|Table of Contents|

Study on shear capacity of cold-formed thin-walled steel self-drilling screw connections based on machine learning algorithms(PDF)

《建筑科学与工程学报》[ISSN:1673-2049/CN:61-1442/TU]

Issue:
2025年05期
Page:
45-54
Research Field:
建筑结构
Publishing date:

Info

Title:
Study on shear capacity of cold-formed thin-walled steel self-drilling screw connections based on machine learning algorithms
Author(s):
WU Hanheng WANG Chen WANG Tao SUI Lu ZHOU Tianhua
(School of Civil Engineering, Chang'an University, Xi'an 710061, Shaanxi, China)
Keywords:
cold-formed thin-walled steel machine learning self-drilling screw connection shear capacity
PACS:
TU392.5
DOI:
10.19815/j.jace.2024.04089
Abstract:
In order to improve the accuracy of shear capacity prediction of cold-formed thin-walled steel self-drilling screw connection, a shear capacity prediction model based on machine learning algorithm was proposed.
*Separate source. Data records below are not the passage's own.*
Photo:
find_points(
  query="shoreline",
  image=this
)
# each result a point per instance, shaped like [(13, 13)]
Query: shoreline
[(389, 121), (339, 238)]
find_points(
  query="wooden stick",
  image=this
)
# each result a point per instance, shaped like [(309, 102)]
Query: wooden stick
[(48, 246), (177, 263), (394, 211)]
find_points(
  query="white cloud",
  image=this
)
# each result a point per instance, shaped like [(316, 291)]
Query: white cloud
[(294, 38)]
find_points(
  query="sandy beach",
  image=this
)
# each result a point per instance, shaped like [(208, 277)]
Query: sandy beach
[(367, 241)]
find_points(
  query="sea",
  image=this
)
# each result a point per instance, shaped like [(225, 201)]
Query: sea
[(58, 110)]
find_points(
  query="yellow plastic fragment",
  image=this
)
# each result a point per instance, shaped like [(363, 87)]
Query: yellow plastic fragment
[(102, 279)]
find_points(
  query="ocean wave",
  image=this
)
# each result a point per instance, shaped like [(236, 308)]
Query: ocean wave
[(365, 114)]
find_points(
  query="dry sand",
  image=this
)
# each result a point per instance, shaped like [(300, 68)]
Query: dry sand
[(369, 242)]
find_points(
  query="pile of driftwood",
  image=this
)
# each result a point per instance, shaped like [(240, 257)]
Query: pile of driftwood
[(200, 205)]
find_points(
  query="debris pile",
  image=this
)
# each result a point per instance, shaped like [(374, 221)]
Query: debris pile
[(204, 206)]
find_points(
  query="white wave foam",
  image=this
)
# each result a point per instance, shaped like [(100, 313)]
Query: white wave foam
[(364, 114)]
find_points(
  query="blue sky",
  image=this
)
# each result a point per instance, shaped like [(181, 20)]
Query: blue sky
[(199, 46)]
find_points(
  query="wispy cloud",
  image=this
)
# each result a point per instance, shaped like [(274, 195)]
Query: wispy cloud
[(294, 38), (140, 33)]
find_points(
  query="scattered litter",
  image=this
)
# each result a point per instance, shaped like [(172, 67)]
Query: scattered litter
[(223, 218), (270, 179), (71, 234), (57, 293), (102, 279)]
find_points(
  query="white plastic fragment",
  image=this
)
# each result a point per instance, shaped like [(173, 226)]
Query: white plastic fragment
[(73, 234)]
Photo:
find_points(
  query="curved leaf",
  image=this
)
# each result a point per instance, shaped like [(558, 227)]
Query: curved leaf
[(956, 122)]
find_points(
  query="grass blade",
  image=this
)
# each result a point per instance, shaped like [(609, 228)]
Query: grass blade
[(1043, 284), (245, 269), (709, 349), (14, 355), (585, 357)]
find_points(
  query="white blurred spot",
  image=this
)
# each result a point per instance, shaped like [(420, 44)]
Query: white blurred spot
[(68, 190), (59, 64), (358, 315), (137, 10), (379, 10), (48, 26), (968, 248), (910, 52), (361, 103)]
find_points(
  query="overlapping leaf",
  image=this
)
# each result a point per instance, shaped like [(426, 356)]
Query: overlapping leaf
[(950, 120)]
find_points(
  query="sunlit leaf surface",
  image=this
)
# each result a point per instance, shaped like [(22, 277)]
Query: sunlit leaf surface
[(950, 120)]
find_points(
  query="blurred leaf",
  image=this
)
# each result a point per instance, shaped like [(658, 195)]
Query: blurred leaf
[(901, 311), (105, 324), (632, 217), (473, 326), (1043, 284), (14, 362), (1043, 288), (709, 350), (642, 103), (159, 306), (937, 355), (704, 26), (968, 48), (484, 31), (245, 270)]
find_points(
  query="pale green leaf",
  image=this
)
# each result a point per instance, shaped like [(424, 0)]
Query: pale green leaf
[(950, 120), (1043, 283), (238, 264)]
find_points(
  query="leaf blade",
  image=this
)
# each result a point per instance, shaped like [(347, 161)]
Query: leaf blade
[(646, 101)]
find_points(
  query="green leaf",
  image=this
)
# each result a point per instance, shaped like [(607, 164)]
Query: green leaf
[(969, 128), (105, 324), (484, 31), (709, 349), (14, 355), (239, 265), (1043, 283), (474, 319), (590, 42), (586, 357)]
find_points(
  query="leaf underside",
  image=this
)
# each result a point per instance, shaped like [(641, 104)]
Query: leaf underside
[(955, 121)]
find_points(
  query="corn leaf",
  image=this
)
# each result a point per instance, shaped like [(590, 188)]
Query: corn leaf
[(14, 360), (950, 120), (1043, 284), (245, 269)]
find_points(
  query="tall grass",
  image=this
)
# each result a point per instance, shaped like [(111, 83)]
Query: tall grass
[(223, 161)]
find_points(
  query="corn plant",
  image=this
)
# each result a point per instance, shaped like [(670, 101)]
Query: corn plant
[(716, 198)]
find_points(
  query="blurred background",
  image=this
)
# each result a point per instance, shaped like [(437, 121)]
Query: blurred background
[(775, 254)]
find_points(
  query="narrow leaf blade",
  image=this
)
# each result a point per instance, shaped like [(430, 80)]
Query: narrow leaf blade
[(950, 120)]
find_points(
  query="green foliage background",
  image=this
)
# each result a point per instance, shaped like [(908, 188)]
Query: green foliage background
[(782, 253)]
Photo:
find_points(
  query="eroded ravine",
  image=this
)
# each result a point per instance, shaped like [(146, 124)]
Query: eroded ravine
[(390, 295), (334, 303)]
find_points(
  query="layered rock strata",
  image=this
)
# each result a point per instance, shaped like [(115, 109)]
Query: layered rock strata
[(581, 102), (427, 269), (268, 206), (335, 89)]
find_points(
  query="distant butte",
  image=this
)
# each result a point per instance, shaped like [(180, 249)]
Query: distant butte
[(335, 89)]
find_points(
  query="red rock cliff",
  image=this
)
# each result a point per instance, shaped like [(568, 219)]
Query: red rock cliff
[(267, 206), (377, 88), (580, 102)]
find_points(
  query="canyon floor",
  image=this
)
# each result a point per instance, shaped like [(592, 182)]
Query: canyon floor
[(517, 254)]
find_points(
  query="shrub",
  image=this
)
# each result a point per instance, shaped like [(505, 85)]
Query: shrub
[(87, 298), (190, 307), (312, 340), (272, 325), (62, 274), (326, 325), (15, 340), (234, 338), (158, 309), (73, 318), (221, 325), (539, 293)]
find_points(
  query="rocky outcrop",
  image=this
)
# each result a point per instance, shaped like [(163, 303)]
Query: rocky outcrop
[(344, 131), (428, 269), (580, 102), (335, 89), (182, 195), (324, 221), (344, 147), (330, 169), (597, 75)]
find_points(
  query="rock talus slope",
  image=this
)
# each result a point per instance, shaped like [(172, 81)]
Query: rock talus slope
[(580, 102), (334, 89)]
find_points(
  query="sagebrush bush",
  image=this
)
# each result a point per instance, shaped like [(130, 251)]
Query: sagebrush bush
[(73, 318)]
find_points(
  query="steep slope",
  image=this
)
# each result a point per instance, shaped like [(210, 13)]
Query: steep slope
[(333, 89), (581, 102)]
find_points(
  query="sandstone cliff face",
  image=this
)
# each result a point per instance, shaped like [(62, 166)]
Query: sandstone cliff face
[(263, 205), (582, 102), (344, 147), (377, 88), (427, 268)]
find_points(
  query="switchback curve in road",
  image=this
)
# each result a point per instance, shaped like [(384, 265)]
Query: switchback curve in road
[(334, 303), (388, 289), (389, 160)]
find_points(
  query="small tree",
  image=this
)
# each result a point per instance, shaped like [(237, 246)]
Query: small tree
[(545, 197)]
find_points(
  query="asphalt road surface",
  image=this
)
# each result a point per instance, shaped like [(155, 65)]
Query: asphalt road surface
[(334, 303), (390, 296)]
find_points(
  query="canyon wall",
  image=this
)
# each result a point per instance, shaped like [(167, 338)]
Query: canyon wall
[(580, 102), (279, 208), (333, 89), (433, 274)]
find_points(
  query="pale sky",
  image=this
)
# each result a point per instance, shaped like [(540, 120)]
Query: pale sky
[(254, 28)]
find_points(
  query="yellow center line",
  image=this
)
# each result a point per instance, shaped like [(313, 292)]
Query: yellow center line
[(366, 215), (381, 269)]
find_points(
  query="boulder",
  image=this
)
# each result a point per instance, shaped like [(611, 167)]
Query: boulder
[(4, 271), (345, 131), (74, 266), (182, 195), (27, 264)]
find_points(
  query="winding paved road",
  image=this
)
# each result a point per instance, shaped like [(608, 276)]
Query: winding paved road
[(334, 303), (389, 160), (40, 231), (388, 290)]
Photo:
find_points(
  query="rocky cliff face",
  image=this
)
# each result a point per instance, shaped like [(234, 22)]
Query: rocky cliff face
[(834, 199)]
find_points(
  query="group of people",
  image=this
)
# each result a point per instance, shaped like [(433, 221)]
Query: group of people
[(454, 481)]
Based on tests, taking thickness of steel plates contacting with screw heads and screw tails as well as diameter of screws as factors, the BP neural network and support vector regression(SVR)algorithms were used to train the test data. Then the prediction models of shear bearing capacity were obtained. The prediction results were compared with test values and code values. The results show that the two machine learning algorithms can predict the shear capacity more accurately and have high prediction accuracy. The models have a strong generalization ability, but the calculated values based on related codes are conservative. Compared with the prediction model of bearing capacity based on BP neural network algorithm, the fit goodness based on SVR algorithm is improved by 3.5%, the root mean square error is reduced by 27%, and the mean absolute error is reduced by 13%, which indicate that the prediction accuracy of the SVR model is better than that of BP neural network. The research findings can provide references for application of actual engineering.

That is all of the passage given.